Until a few years ago, just a few foreign companies such as Nestle, PepsiCo’s Frito-Lay and General Mills’ Pillsbury had food products available in India. In 2016, food from countries all over the world greets the eyes of the hungry Indian customer, beckoning them with simplicity and convenience. Canned peaches, bagged chips, noodles, even Washington applies and California almonds, — if it’s craved it’s supplied, and demand has never been higher.
The Wall Street Journal, Forbes, and The Economic Times have all confirmed what hasn’t been predicted to happen for several years yet– India has overtaken China as the world’s fastest growing big economy. With this growth, there has been a surge in the Indian packaged food industry.
According to a report in 2015 by trade body Assocham, India’s packaged food industry, at the time valued at $32 billion, is projected to grow by 56 percent to $50 billion by 2017. The report estimates the spending on packaged food by Indian households has increased annually by 32.5 percent between 2010 and 2015 and is expected to touch 35 percent per year until 2020.
The acceptance of packaged, convenient, and ready-to-eat food products is increasing, especially among younger consumers and the urban middle class. The driver of the market is centered on an increasing urbanization of the country and the cultural shift toward solitary living in more populated and urban areas. The growth is seen in a rising demand for ready-to-eat foods such as noodles or potatoes, snacks like chips or dried fruit, and beverages ranging from juices to carbonated colas.

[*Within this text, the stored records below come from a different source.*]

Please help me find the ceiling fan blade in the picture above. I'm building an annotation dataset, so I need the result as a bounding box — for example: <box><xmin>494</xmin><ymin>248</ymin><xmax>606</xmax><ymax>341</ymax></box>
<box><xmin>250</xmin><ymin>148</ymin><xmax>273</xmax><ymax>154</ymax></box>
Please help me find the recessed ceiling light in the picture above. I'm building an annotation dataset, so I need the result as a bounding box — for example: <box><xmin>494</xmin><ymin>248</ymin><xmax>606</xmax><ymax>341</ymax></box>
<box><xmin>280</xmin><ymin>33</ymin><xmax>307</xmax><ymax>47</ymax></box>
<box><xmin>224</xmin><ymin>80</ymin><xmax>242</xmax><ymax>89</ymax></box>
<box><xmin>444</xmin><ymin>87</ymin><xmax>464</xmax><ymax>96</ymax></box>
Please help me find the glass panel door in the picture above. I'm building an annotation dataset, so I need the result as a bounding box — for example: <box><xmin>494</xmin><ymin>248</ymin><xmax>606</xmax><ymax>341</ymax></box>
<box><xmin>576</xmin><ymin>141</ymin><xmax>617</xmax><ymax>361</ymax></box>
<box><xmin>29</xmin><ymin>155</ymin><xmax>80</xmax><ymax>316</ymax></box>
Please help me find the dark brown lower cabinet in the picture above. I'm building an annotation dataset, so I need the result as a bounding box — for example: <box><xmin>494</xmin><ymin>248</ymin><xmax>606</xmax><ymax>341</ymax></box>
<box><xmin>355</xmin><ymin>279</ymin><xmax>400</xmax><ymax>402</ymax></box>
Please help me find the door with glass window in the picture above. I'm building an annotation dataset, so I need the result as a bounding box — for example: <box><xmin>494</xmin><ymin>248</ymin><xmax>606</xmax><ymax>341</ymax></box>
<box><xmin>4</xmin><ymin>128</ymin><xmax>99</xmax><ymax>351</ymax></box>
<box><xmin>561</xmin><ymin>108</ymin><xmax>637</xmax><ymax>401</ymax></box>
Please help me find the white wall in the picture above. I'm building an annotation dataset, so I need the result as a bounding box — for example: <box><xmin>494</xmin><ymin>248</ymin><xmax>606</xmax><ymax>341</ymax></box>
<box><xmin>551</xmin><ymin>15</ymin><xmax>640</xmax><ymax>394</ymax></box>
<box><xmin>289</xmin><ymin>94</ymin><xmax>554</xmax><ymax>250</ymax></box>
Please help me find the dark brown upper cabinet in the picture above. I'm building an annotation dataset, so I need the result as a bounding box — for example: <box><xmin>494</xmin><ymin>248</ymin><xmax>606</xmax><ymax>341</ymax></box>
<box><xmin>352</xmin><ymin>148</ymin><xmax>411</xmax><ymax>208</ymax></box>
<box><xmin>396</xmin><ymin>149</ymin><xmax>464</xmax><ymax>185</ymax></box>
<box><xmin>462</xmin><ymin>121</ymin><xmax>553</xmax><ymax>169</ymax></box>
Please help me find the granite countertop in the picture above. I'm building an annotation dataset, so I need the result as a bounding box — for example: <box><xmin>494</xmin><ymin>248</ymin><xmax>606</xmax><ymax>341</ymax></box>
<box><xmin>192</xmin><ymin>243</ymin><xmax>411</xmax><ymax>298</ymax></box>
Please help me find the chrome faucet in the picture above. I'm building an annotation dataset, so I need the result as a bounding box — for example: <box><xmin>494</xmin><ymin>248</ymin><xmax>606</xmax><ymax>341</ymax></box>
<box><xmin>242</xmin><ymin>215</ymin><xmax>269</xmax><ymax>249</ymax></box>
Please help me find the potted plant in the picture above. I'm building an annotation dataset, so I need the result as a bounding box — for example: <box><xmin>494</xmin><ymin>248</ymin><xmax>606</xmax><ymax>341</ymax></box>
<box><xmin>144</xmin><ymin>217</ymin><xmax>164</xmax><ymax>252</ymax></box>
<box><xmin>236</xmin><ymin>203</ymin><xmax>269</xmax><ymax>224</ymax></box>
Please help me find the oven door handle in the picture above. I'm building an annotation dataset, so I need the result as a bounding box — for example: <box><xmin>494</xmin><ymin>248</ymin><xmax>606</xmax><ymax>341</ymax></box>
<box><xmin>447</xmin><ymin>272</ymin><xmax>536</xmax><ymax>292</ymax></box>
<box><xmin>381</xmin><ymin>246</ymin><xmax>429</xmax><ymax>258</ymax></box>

The breakup of many traditional Indian joint families (where many married adult siblings lived in the same home and shared a common kitchen) as well as an increasing number of women in the workforce has reduced daily fresh cooked meals from many a menu. 76 percent of nuclear families feel that they have less time to spend in the kitchen while nearly 79 percent of unmarried people prefer the convenience of packaged food.
A Change in Consumer Tastes and Preferences
A counter trend is a growing consciousness about health and eating habits among some educated Indian consumers; with increasing incidence of non-healthy packaged food products, these Indian consumers have become increasingly health conscious overall. This has led major manufacturers to focus on health and wellness products.
Additionally, the drivers that have led to the transition toward a more packaged food-heavy diet have also led to the development of more expensive tastes. Imports of gourmet oils, cheeses, and premium pastas have gained popularity among Indian consumers and can be found in the numerous specialty food stores popping up around the country.
Italian, Chinese, Thai, and Mexican foods are the fastest growing new niche cuisines in India as consumers are diversifying their consumption patterns. This diversification has allowed for an array of flavors and cuisines to saturate the market and has created fertile ground for new foreign producers.
Domestic vs. Multinational Producers
In a recent report from Euromonitor, research analyst Manjunath Reddy stated, “Domestic manufacturers dominated packaged food in 2015, whereas international players still have to understand the dynamics of the Indian consumer mindset.” The previous trend of Indians choosing foreign packaged foods over domestic has now reversed with preference being shown for Indian brands like Amul, Mother Dairy, Britannia, and Parle. Many company insiders such as Mother Dairy’s Vegetable and Fruit managing director, S. Nagarajan, attribute this change to domestic companies’ willingness to better cater to the Indian people. Domestic brands like Amul and Britannia typically sell products that are priced lower than similar multinational products. They also sell the same products in a range of sizes, giving consumers more options when it comes to buying them, thereby increasing sales and their company’s product portfolios. Nagarajan claims in Business Insider that it is domestic brands’ “responsiveness to changing consumer mindsets and focus on local tastes and flavors [that] is what is helping drive top lines,” keeping them competitive with foreign players.
Opportunities for American food exporters are numerous and expansive. When simply considering U.S. exports of consumer ready food products, good potential lies with pears, apples, chocolate, grapes, almonds, pistachios, as well as whiskies and other alcoholic beverages. Additional products with strong recent growth include snack foods, frozen processed potatoes, sugar and chocolate confections, fruit juices, and sauces.
For American manufacturers and food processors who wish to diversify their sales and expand their markets, India offers substantial and sustained opportunity for building brands and profitability. Perseverance, an understanding of the challenges and nuances of business in India, and a trusted local partner or advisor are usually necessary for success in the Indian market.
The country stands ready for those who are willing to invest.